Content-Addressable Storage
Automatic deduplication, integrity verification, and garbage collection with content-addressable storage.
The CAS (Content-Addressable Storage) engine stores objects under their content hash. Identical content is stored once regardless of how many keys reference it, providing automatic deduplication and integrity verification.
Quick Start
import (
"github.com/xraph/trove"
"github.com/xraph/trove/cas"
"github.com/xraph/trove/drivers/memdriver"
)
drv := memdriver.New()
t, _ := trove.Open(drv,
trove.WithCAS(cas.AlgSHA256),
)
defer t.Close(ctx)
// Store content — returns the content hash.
hash, info, err := t.CAS().Store(ctx, strings.NewReader("hello, world!"))
// hash = "sha256:315f5bdb76d078c43b8ac0064e4a0164612b1fce77c869345bfc94c75894edd3"
// Retrieve by hash.
reader, err := t.CAS().Retrieve(ctx, hash)
data, _ := io.ReadAll(reader)
reader.Close()Hash Algorithms
Three algorithms are available:
| Algorithm | Constant | Properties |
|---|---|---|
| SHA-256 | cas.AlgSHA256 | Default. Cryptographic, widely compatible. |
| BLAKE3 | cas.AlgBlake3 | Faster than SHA-256, modern cryptographic hash. |
| XXHash | cas.AlgXXHash | Non-cryptographic, fastest. Use when integrity is sufficient. |
Hashes are formatted as "algorithm:hex", e.g., sha256:315f5bdb....
Deduplication
When identical content is stored twice, the second Store() increments the reference count instead of writing a duplicate:
hash1, _, _ := cas.Store(ctx, bytes.NewReader(data))

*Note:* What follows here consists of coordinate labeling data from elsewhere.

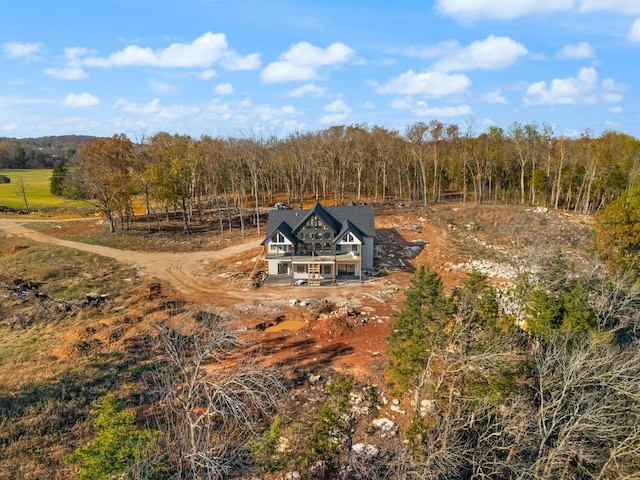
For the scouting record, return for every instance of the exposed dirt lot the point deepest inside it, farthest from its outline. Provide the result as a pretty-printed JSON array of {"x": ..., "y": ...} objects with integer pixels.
[{"x": 344, "y": 326}]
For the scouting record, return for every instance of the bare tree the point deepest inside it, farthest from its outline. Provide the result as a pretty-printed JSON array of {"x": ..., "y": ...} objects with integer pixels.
[
  {"x": 213, "y": 404},
  {"x": 21, "y": 191}
]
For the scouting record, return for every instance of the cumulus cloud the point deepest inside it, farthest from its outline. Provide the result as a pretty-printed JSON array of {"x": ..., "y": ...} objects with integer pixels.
[
  {"x": 578, "y": 51},
  {"x": 494, "y": 97},
  {"x": 310, "y": 89},
  {"x": 583, "y": 89},
  {"x": 489, "y": 54},
  {"x": 203, "y": 52},
  {"x": 624, "y": 7},
  {"x": 303, "y": 60},
  {"x": 426, "y": 84},
  {"x": 68, "y": 73},
  {"x": 156, "y": 112},
  {"x": 422, "y": 109},
  {"x": 248, "y": 62},
  {"x": 490, "y": 9},
  {"x": 263, "y": 117},
  {"x": 81, "y": 100},
  {"x": 224, "y": 89},
  {"x": 338, "y": 111},
  {"x": 634, "y": 33},
  {"x": 481, "y": 9},
  {"x": 27, "y": 51},
  {"x": 207, "y": 74}
]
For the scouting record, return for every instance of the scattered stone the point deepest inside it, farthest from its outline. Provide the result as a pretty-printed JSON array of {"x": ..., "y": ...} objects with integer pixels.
[{"x": 388, "y": 428}]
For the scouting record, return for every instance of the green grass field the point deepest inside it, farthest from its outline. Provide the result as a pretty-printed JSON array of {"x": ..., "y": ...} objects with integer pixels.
[{"x": 37, "y": 183}]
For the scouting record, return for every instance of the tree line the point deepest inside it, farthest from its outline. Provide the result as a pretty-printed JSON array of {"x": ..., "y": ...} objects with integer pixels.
[
  {"x": 42, "y": 152},
  {"x": 480, "y": 396},
  {"x": 427, "y": 163}
]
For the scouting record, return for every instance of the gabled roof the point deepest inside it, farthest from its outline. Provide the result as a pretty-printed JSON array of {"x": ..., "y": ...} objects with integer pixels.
[
  {"x": 322, "y": 214},
  {"x": 284, "y": 228},
  {"x": 359, "y": 216},
  {"x": 347, "y": 226}
]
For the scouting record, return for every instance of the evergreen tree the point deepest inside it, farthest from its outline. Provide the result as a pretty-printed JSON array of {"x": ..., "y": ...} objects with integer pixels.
[
  {"x": 118, "y": 447},
  {"x": 426, "y": 313},
  {"x": 57, "y": 179}
]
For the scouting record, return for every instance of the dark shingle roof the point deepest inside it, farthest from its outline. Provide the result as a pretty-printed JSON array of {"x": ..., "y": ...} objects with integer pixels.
[
  {"x": 336, "y": 218},
  {"x": 347, "y": 226}
]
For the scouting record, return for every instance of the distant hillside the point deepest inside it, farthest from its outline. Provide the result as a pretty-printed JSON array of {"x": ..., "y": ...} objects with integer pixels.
[{"x": 42, "y": 152}]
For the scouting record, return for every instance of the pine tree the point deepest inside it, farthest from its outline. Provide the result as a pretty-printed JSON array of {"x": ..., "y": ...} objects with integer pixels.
[{"x": 426, "y": 313}]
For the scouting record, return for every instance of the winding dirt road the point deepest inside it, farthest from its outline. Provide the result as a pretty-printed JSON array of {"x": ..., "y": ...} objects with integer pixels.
[
  {"x": 200, "y": 276},
  {"x": 178, "y": 269}
]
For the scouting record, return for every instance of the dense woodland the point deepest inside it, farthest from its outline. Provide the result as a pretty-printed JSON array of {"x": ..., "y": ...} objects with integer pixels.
[
  {"x": 538, "y": 381},
  {"x": 427, "y": 163},
  {"x": 41, "y": 152}
]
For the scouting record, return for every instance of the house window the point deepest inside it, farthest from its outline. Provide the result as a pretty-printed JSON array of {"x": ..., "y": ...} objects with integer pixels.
[
  {"x": 278, "y": 237},
  {"x": 347, "y": 269}
]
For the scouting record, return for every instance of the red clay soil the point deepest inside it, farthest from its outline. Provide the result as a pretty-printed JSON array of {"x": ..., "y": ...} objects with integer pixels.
[{"x": 351, "y": 338}]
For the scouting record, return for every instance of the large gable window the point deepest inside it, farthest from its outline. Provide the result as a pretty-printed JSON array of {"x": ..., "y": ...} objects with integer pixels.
[
  {"x": 348, "y": 238},
  {"x": 278, "y": 237}
]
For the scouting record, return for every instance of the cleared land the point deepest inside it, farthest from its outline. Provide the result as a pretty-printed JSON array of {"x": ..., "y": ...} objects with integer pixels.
[{"x": 37, "y": 184}]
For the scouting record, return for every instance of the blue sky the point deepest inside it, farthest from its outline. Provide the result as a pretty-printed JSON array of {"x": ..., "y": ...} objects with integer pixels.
[{"x": 261, "y": 68}]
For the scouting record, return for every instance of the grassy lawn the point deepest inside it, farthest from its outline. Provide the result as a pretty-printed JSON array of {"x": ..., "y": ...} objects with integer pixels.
[{"x": 37, "y": 183}]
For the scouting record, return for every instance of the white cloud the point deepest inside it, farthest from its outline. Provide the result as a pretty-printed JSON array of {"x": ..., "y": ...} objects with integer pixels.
[
  {"x": 623, "y": 7},
  {"x": 241, "y": 113},
  {"x": 68, "y": 73},
  {"x": 249, "y": 62},
  {"x": 564, "y": 91},
  {"x": 494, "y": 97},
  {"x": 489, "y": 54},
  {"x": 490, "y": 9},
  {"x": 480, "y": 9},
  {"x": 81, "y": 100},
  {"x": 207, "y": 74},
  {"x": 578, "y": 51},
  {"x": 224, "y": 89},
  {"x": 427, "y": 84},
  {"x": 203, "y": 52},
  {"x": 611, "y": 97},
  {"x": 634, "y": 33},
  {"x": 422, "y": 109},
  {"x": 26, "y": 50},
  {"x": 302, "y": 61},
  {"x": 155, "y": 112},
  {"x": 338, "y": 112},
  {"x": 308, "y": 89},
  {"x": 285, "y": 72}
]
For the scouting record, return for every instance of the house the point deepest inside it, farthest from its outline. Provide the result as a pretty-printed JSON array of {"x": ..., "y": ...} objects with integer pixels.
[{"x": 321, "y": 244}]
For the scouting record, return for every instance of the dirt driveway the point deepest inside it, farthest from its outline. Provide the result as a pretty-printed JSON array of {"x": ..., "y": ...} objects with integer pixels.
[{"x": 351, "y": 338}]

hash2, _, _ := cas.Store(ctx, bytes.NewReader(data))
// hash1 == hash2, only one copy stored
// Reference count = 2Pinning
Pin objects to protect them from garbage collection:
// Pin prevents GC from removing this hash.
cas.Pin(ctx, hash)
// Unpin allows GC to collect it (if ref count is 0).
cas.Unpin(ctx, hash)Garbage Collection
GC removes objects with ref_count = 0 and pinned = false:
result, err := t.CAS().GC(ctx)
fmt.Printf("Scanned: %d, Deleted: %d, Freed: %d bytes\n",
result.Scanned, result.Deleted, result.FreedBytes)The GC process:
- Lists all unpinned entries with zero references
- Deletes the object from the underlying storage driver
- Removes the entry from the index
- Reports errors per-entry without aborting the run
Index
The CAS index maps content hashes to storage locations. The default in-memory index works for single-process deployments. For production, use a database-backed index via the extension module.

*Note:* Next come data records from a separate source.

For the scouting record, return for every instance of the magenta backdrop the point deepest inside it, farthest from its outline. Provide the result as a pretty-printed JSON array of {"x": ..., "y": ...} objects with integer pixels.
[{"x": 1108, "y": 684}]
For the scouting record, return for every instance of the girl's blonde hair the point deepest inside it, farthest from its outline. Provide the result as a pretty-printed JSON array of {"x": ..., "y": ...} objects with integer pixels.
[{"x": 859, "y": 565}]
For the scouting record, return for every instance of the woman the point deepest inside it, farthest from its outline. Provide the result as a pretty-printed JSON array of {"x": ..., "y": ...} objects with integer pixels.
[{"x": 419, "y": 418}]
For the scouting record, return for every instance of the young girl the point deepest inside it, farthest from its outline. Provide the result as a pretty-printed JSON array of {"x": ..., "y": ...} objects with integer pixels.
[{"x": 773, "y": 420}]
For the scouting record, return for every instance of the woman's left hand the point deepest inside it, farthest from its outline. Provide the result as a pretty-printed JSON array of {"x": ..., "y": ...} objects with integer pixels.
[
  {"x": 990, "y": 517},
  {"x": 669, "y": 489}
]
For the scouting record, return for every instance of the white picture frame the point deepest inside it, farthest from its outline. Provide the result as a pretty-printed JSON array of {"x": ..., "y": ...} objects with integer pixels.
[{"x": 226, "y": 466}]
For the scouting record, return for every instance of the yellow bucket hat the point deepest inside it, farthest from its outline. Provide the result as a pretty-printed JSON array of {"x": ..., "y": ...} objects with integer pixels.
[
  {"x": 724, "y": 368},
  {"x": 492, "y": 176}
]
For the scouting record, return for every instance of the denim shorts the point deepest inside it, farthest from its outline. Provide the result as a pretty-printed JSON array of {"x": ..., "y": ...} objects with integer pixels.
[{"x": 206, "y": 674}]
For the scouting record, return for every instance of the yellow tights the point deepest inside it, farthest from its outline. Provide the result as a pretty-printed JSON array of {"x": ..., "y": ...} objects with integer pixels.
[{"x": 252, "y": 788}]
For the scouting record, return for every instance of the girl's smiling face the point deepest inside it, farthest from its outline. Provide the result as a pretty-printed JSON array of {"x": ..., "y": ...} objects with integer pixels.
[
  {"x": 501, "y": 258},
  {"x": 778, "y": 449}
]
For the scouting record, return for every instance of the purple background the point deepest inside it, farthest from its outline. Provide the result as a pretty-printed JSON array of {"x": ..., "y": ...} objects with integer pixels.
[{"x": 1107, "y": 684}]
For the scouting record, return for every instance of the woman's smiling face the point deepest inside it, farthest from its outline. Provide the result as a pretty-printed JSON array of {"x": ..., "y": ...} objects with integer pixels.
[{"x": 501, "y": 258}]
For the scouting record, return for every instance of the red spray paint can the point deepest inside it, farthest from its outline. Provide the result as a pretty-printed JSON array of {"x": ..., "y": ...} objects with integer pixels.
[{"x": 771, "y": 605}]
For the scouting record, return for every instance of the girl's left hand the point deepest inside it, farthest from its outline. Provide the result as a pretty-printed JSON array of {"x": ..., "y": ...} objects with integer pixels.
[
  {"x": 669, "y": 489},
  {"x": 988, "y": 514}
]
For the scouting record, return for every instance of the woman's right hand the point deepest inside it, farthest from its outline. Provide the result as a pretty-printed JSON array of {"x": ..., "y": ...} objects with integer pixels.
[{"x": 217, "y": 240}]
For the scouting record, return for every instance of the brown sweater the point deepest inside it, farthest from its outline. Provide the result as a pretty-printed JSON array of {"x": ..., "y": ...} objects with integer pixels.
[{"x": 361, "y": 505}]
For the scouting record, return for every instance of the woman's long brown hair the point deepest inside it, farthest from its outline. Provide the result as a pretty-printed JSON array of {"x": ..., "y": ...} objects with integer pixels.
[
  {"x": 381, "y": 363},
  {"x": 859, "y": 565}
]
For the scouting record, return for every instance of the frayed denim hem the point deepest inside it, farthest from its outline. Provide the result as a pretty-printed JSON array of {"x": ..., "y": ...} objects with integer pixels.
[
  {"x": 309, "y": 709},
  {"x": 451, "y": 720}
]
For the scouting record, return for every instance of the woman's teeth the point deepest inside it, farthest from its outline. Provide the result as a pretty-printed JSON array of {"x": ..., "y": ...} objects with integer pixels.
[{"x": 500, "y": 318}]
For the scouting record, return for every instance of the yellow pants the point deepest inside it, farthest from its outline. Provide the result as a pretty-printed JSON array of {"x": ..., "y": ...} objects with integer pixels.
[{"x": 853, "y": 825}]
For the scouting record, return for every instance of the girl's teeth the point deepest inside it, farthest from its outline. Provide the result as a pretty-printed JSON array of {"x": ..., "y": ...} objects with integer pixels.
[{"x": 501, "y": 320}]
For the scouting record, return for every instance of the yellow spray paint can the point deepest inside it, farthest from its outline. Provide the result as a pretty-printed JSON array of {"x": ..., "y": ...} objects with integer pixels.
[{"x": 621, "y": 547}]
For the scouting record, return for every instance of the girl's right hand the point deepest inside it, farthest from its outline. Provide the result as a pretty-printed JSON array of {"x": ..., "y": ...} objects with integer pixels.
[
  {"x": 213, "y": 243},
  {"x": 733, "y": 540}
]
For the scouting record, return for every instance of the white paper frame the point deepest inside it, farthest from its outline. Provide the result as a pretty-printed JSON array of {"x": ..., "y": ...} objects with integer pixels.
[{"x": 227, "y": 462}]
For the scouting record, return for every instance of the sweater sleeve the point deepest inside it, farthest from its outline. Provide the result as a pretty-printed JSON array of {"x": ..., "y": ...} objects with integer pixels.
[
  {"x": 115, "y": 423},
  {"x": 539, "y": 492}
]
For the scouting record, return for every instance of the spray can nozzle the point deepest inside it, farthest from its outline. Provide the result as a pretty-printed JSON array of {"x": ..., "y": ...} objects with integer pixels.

// Custom index implementation.
type Index interface {
Get(ctx context.Context, hash string) (*Entry, error)
Put(ctx context.Context, entry *Entry) error
Delete(ctx context.Context, hash string) error
IncrementRef(ctx context.Context, hash string) error
DecrementRef(ctx context.Context, hash string) error
Pin(ctx context.Context, hash string) error
Unpin(ctx context.Context, hash string) error
ListUnpinned(ctx context.Context) ([]*Entry, error)
}Each entry tracks:
type Entry struct {
Hash string // content hash ("sha256:...")
Bucket string // storage bucket
Key string // storage key
Size int64 // content size in bytes
RefCount int // number of references
Pinned bool // protected from GC
}Configuration
// Set the hash algorithm.
cas.New(drv, cas.WithAlgorithm(cas.AlgBlake3))
// Use a custom index.
cas.New(drv, cas.WithIndex(myDatabaseIndex))
// Store in a different bucket.
cas.New(drv, cas.WithBucket("content-store"))CAS + Dedup Middleware
For full deduplication, combine the dedup middleware with CAS:
t, _ := trove.Open(drv,
trove.WithCAS(cas.AlgSHA256),
trove.WithMiddleware(dedup.New(
dedup.WithOnDuplicate(func(ctx context.Context, key, hash string) {
log.Printf("duplicate: %s -> %s", key, hash)
}),
)),
)The dedup middleware detects duplicates and reports them. CAS handles the actual storage-level deduplication.